デジタル社会の未来と、市場分析は専門家におまかせ致しまして、アナログ時代を懐かしむ映画鑑賞会企画。沖のカモメに深酒させて、主と朝寝がしてみたい。お酒はぬるめの燗がようございます。さて。



流れ流れて吹雪の下で、義理に駆られて38口径の出入り。

製作:田中壽一、脚本:倉本聡、撮影:木村大作、音楽:宇崎竜童、編曲:朝川朋之

雪国に馴染みすぎたスタッフが描く、その後の健さん。

物語の骨格は、仁侠映画とそんなに違わないのです。
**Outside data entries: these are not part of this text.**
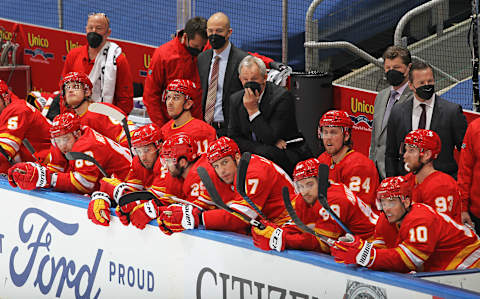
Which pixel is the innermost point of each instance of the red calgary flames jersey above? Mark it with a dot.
(82, 176)
(105, 125)
(263, 183)
(441, 192)
(201, 132)
(18, 121)
(430, 241)
(355, 171)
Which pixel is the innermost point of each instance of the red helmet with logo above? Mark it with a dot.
(424, 140)
(398, 186)
(64, 123)
(221, 148)
(76, 77)
(146, 135)
(186, 87)
(178, 146)
(336, 118)
(306, 169)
それもシリーズが進んで高倉自身が歳くってからの。寄せ場帰りの中年が、周囲からは慕われているのに心の居場所がない。大事なものを失くしてしまった後の人生。

だいたいの線で、そういうのと同じプロットが、倉本の手で現代の社会へ織り込まれているのです。台詞ではなく、目の芝居が多く、やっぱり脚本と演出(監督)が肝胆相照らす如くです。

雪に包まれる駅で深刻そうな男女の姿から入りますので、本当に最初から最後までメロドラマだったらどうしようと変な不安を覚えつつ。でも、意外に早く話が動きます。極道ではございません。キャスティングのトリは池部さんですが、同行は致しません。

長門裕之とぶん殴りあってた兄ちゃんが、こんなにいい芝居をするようになりましたというところをひたすら拝見するのです。背景は本物の北海道の大自然。連絡船は滅多に出ません。天気暗澹として波高し。

丁寧にロケハンして、ものすごく遠くから望遠で撮っております。それと極端なアップが切り替わるので、撮影の段取りも大変だったなと、妙な心配をすることです。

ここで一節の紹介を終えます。